The National Hockey League season isn’t even two weeks old and already I am sick and tired of hearing/reading/tweeting/discussing suspensions and what players did to deserve them.
Enough! What happened to talking up great goals? Dissecting great plays? Revelling in teams’ great starts? Languishing in their poor ones? If there are two things in sports I do not care about…they are how much a player makes and how long a suspension should be.
I got fully immersed in sports in the late 1960s. I remember watching the Tigers come back on the Cardinals to win the 1968 World Series. I remember the Miracle Mets of ’69. I remember Bobby Orr’s flying-through-the-air Stanley Cup-winning goal. I loved the Steel Curtain in Pittsburgh. The Broad Street Bullies were fun to watch and detestable – all at the same time. Watching Rick Barry lead the Golden State Warriors to a who-the-hell-thought-that-would-happen 1975 NBA World Championship was fascinating. (Working with Barry 25 years later was extremely cool).

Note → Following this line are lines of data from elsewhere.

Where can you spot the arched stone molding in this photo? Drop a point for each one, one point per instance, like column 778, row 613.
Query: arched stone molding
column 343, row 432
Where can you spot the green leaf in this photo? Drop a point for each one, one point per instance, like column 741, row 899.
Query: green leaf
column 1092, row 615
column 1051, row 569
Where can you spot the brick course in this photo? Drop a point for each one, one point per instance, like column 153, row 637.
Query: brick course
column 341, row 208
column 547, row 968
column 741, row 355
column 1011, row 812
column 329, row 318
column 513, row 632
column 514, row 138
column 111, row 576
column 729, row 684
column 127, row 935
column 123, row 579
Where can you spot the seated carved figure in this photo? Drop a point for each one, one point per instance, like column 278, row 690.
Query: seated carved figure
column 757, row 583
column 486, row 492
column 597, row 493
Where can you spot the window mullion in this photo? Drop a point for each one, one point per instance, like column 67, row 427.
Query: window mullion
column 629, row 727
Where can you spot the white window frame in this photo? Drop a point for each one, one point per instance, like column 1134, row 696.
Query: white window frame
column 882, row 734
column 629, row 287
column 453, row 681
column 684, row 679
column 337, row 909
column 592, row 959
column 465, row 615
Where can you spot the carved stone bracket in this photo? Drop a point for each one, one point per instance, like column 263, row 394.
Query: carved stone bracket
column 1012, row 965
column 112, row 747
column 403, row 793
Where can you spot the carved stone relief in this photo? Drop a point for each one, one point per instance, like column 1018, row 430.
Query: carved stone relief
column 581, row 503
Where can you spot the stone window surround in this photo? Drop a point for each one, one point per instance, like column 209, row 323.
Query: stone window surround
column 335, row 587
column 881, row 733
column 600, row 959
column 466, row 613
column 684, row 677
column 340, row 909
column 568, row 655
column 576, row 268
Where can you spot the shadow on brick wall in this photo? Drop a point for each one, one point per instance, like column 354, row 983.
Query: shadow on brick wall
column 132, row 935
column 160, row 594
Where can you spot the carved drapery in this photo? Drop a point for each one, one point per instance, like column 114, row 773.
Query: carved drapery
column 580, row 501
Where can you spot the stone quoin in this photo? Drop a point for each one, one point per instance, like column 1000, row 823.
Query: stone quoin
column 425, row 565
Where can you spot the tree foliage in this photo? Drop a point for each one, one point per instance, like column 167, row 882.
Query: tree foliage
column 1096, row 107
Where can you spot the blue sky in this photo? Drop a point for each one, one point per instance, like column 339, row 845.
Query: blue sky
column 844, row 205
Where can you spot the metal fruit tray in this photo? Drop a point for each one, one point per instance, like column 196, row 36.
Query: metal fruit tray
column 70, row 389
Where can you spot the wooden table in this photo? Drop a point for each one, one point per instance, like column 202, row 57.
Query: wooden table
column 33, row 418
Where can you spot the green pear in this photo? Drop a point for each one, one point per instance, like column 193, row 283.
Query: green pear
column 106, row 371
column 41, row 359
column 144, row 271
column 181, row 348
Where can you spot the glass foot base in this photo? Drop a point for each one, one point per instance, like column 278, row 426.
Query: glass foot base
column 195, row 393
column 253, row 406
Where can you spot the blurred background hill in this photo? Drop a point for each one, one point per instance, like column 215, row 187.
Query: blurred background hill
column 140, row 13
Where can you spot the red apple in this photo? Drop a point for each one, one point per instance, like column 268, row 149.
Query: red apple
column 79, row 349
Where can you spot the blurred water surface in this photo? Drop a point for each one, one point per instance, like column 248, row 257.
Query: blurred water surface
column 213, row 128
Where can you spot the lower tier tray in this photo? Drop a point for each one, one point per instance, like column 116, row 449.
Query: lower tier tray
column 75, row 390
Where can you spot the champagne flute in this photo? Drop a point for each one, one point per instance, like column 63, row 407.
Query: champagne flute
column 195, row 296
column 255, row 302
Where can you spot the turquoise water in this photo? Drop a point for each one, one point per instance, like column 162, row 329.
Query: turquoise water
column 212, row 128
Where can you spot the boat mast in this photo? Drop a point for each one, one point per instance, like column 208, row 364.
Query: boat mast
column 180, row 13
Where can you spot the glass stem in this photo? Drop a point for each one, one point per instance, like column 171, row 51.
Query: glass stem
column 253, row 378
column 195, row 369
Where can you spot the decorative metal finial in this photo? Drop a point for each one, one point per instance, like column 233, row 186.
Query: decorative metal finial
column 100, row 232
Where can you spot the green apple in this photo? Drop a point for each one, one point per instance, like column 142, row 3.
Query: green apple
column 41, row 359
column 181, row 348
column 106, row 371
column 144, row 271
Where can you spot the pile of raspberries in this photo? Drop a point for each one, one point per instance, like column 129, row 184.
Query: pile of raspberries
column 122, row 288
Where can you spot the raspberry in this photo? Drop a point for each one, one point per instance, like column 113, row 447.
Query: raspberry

The point is that I got interested in sports because of…the sport. The great plays. The superb athletes. The absolute drama of the event. Today’s preoccupation with dollars and dimwits (yes, I mean you, James Wisniewski) is really starting to wear thin.
I don’t know how the hell young men and women today are to begin embracing the game – any game – by simply appreciating its beauty. It’s simplicity. We are innundated with “the cap.” Why this guy or that guy was sent to the minors. Why the goaltender of the Stanley Cup champions can’t simply return to the same job the next year. That’s nuts!
If I wanted to get a full serving of finances with my sports, I would have become an accountant at a golf course. I don’t care if so-and-so is earning the money paid to him. I care if he’s playing well. Is he working hard every game? Is the coach exploiting his strengths and concealing his weaknesses? Everything today has to compare something to something else. Is Player A a better bargain than Player B? I don’t care.
I understand that players must be disciplined for indiscretions, but why must the vortex of speculation immediately begin discussing how long the suspension should be? The NHL will decide. That’s their job. And what’s hilarious is the surrounding discussion about the relative merits of the number of games received. That talk is centred around players who won’t even be participating in the next game!
I just want to enjoy the sports. I want to watch elite athletes do what they do best. And I truly do not care how much they get paid to do it. Or how many thousands of dollars they won’t be getting by having to sit out the next three.